FT Eider entscheidet Partie gegen Kilia vor der Halbzeit

„Heute haben wir verdient mit 4:1 gewonnen. Wir haben souverän gespielt. Manchmal hatten wir einige Schwächephasen, in denen Kilia das eine oder andere Tor hätte schießen können. Ein Glück haben sie es nicht gemacht. Trotzdem ärgert es mich, dass wir trotz der vielen Möglichkeiten nur vier Tore geschossen haben“, fasste FT-Trainer Olaf Lehmann die durchaus sehenswerte Verbandsligapartie zusammen.

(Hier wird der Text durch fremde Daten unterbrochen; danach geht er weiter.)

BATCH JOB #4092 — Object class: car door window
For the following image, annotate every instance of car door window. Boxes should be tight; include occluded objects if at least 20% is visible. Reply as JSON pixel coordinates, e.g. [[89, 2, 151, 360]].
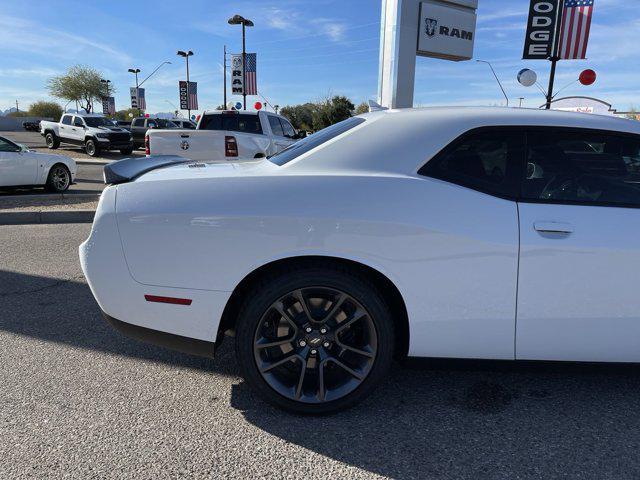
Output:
[[280, 118, 296, 138], [269, 115, 284, 137], [0, 138, 20, 152], [418, 130, 524, 199], [522, 129, 640, 207]]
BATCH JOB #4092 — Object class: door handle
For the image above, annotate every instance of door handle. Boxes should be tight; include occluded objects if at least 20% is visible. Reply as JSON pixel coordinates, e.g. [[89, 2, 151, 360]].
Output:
[[533, 222, 573, 235]]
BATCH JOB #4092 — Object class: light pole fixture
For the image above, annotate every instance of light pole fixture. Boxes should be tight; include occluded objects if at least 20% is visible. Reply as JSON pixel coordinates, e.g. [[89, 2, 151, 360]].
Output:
[[476, 60, 509, 107], [176, 50, 193, 119], [228, 15, 254, 110], [127, 68, 142, 117], [100, 78, 111, 97], [139, 61, 171, 87]]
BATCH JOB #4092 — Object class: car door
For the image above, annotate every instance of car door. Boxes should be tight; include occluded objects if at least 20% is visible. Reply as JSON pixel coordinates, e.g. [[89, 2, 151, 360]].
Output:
[[131, 118, 147, 148], [58, 115, 73, 142], [69, 116, 85, 145], [267, 115, 291, 152], [0, 137, 38, 187], [280, 117, 298, 147], [416, 128, 524, 360], [516, 128, 640, 362]]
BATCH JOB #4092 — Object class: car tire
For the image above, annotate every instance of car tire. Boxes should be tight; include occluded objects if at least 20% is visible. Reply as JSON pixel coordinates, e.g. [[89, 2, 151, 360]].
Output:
[[45, 163, 71, 193], [235, 264, 395, 414], [84, 139, 100, 157], [44, 132, 60, 150]]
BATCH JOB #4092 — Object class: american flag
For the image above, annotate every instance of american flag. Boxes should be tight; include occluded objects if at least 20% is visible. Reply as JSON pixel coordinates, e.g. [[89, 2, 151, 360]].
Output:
[[244, 53, 258, 95], [558, 0, 594, 60], [138, 88, 147, 110], [187, 82, 198, 110]]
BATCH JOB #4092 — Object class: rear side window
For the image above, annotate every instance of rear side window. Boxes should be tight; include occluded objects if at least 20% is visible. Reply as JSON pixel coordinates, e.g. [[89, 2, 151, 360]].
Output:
[[269, 115, 284, 137], [522, 129, 640, 207], [418, 129, 524, 199], [200, 113, 262, 134], [269, 117, 366, 166]]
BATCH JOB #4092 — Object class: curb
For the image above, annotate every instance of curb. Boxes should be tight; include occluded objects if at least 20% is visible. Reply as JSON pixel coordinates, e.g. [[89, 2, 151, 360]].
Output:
[[0, 210, 96, 225], [0, 192, 102, 201]]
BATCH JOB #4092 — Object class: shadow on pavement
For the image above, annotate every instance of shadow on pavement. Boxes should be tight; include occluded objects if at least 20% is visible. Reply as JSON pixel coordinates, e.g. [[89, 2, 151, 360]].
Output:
[[0, 270, 237, 375], [0, 272, 640, 479], [232, 350, 640, 479]]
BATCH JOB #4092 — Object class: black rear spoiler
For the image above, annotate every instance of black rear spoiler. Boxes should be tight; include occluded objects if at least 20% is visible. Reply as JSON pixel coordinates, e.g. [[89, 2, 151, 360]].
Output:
[[104, 155, 193, 185]]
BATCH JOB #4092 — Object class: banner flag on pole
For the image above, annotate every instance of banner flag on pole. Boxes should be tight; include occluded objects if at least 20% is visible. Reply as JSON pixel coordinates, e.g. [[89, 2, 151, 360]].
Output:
[[558, 0, 594, 60], [244, 53, 258, 95], [178, 80, 198, 110], [102, 97, 116, 115], [231, 53, 248, 95]]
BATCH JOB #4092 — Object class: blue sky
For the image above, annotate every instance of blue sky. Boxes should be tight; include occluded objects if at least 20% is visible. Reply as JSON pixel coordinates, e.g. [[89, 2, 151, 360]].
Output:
[[0, 0, 640, 112]]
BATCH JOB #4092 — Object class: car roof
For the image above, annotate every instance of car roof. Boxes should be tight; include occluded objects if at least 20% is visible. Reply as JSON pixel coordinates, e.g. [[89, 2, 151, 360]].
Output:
[[284, 107, 640, 175]]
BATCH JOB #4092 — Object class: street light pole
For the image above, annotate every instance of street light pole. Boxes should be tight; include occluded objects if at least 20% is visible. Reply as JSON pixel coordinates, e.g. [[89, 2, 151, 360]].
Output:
[[127, 68, 142, 117], [476, 60, 509, 107], [222, 45, 227, 109], [227, 15, 254, 110], [177, 50, 193, 120]]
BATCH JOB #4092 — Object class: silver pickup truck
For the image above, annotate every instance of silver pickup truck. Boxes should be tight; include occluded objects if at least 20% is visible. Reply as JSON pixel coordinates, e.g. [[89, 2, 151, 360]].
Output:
[[145, 110, 306, 162], [40, 113, 133, 157]]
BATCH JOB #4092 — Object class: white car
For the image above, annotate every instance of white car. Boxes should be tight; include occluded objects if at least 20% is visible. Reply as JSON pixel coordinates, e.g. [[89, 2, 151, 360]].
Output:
[[145, 110, 306, 162], [80, 108, 640, 413], [0, 137, 78, 192]]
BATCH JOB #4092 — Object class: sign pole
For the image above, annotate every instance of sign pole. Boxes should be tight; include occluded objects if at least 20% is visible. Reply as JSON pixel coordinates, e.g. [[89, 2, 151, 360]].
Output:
[[546, 0, 564, 110], [242, 22, 247, 110], [222, 45, 227, 110]]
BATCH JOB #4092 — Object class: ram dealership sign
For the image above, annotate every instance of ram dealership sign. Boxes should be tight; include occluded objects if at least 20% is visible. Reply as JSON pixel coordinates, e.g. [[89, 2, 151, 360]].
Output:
[[417, 0, 477, 61], [522, 0, 561, 60]]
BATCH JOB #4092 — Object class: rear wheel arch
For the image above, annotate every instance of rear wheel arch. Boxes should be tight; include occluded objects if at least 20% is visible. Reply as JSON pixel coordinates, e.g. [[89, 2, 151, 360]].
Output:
[[217, 256, 409, 359]]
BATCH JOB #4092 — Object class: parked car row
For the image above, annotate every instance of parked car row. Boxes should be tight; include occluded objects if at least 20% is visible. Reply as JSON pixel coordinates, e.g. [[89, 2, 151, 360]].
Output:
[[0, 137, 77, 193], [146, 110, 306, 162]]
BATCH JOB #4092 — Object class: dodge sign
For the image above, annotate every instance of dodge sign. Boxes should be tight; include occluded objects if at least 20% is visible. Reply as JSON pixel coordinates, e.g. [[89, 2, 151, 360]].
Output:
[[522, 0, 561, 60], [418, 0, 477, 61]]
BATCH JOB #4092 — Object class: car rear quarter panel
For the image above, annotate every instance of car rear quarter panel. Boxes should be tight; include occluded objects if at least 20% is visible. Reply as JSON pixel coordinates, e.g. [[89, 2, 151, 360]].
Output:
[[117, 175, 518, 358]]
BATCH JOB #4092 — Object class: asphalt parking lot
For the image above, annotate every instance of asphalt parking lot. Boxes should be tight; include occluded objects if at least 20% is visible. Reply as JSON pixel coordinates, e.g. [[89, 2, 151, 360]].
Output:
[[0, 225, 640, 479]]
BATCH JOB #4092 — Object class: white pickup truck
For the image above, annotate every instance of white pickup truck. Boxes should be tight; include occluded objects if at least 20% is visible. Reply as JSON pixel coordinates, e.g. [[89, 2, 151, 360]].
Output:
[[40, 113, 133, 157], [145, 110, 306, 162]]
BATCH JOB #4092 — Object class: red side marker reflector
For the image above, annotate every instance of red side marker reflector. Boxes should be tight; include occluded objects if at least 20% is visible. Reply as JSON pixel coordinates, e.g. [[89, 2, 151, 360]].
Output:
[[144, 295, 193, 305]]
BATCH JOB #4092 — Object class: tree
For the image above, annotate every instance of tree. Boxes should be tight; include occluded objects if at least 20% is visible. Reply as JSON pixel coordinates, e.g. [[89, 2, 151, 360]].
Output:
[[47, 65, 114, 113], [7, 110, 29, 117], [355, 102, 369, 115], [280, 103, 316, 130], [29, 100, 63, 122], [313, 95, 356, 131], [114, 108, 138, 121]]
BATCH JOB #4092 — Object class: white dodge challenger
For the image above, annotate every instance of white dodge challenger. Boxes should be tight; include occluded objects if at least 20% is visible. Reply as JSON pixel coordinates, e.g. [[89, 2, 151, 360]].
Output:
[[80, 108, 640, 413]]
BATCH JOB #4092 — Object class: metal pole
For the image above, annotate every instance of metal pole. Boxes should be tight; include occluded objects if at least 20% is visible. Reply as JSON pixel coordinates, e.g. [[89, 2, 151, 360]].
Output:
[[546, 2, 564, 110], [242, 21, 247, 110], [222, 45, 227, 109], [185, 52, 191, 120], [136, 68, 142, 117]]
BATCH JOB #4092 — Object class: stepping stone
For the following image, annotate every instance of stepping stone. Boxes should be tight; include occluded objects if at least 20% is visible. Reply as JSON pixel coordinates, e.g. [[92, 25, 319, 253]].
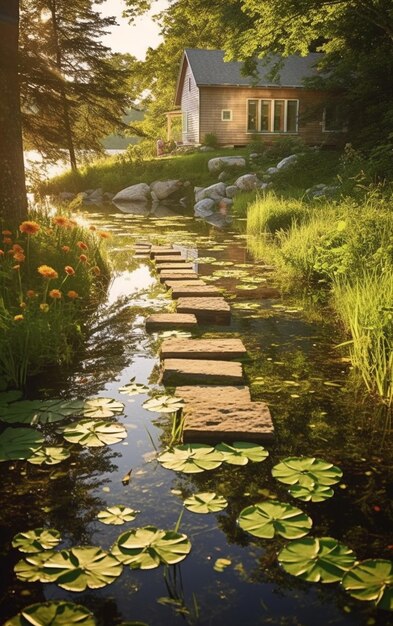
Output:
[[150, 246, 181, 259], [172, 285, 222, 300], [155, 259, 194, 272], [160, 338, 247, 361], [182, 398, 274, 443], [160, 270, 198, 283], [175, 385, 251, 404], [161, 359, 243, 385], [155, 254, 186, 265], [176, 297, 231, 324], [164, 279, 206, 289], [146, 313, 198, 330]]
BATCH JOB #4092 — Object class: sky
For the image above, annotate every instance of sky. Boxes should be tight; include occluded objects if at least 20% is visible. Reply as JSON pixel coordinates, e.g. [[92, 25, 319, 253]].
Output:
[[96, 0, 169, 60]]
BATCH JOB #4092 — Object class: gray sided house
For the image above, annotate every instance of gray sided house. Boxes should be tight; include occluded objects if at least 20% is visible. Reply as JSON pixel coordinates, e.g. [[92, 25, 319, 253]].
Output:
[[173, 48, 345, 146]]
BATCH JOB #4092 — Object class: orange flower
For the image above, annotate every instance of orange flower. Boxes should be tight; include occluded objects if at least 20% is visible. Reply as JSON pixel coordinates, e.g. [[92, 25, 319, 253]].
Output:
[[37, 265, 58, 279], [19, 221, 41, 235], [53, 215, 70, 227]]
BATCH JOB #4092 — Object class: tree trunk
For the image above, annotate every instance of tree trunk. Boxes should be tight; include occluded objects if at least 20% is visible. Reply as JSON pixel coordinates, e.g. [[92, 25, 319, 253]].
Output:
[[50, 0, 78, 172], [0, 0, 27, 224]]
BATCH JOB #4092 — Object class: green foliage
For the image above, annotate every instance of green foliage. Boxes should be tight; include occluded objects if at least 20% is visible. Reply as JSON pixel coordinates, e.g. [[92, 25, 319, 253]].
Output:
[[238, 500, 312, 539], [97, 504, 139, 525], [343, 559, 393, 611], [277, 537, 356, 583], [184, 492, 228, 513], [111, 526, 191, 569], [12, 528, 61, 554], [4, 600, 97, 626]]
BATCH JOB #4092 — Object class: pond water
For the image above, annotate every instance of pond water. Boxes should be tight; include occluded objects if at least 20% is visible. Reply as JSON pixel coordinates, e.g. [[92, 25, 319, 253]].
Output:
[[0, 212, 393, 626]]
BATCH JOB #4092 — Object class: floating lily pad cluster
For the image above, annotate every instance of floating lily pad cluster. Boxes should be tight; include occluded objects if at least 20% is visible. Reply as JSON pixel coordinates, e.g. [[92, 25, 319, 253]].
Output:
[[272, 457, 343, 502], [158, 441, 269, 474], [0, 391, 127, 465]]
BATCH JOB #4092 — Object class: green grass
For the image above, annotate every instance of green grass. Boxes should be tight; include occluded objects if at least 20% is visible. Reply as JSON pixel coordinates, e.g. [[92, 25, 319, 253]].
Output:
[[39, 149, 247, 194]]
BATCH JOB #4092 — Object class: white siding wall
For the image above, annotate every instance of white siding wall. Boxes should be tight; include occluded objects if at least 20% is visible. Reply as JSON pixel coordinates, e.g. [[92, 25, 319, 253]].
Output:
[[181, 66, 199, 143]]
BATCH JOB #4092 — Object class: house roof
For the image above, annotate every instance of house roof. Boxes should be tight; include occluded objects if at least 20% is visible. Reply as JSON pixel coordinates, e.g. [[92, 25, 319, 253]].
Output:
[[176, 48, 322, 104]]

Die Gäste machten von Beginn an Druck und erspielten sich bereits innerhalb der ersten zwei Minuten zwei Eckbälle. FT kam immer wieder gefährlich vor das Kieler Gehäuse, wie bei einer Rechtsflanke von Andre Drewes auf Florian Tinnemann (5.). Die Gäste spielten den besseren Fußball, sie ließen den Ball schnell laufen und passten häufig steil in den Lauf der Stürmer. Kilia dagegen strahlte Passungenauigkeit und Unsicherheit aus. Eine der zwei Chancen für Kiel in Durchgang eins hatte Andre Sümnik, doch sein Schuss aus 16 Metern ging knapp links am Tor vorbei (14.). Die nächste Möglichkeit der Gäste führte zum 0:1. Nach einem Distanzfreistoß von Kai Lass, vollendete Erkan Yildirim per Kopf zum verdienten Führungstor (16.). Vier Minuten später flankte Drewes auf Tinnemann, der es mit einem Seitfallzieher kurz vor dem Tor versuchte (20.). Auch der Schuss von Erkan Yildirim aus 16 Metern ging in die Arme von Kilia-Keeper Reinhold (23.). Kilia bemühte sich immer wieder, die gut gestaffelte FT-Abwehr zu überlisten, doch außer einem 20m-Schuss von Oliver Dreier, war von Kieler Seite nicht viel zusehen. (Drews: „Wir schaffen es noch nicht mal, einen Ball über die Abwehr zu spielen.“) Kurz vor der Pause schoss Sebastian Gregorczyn, der alleine auf Reinhold zulief, zum 0:2 ein (43.).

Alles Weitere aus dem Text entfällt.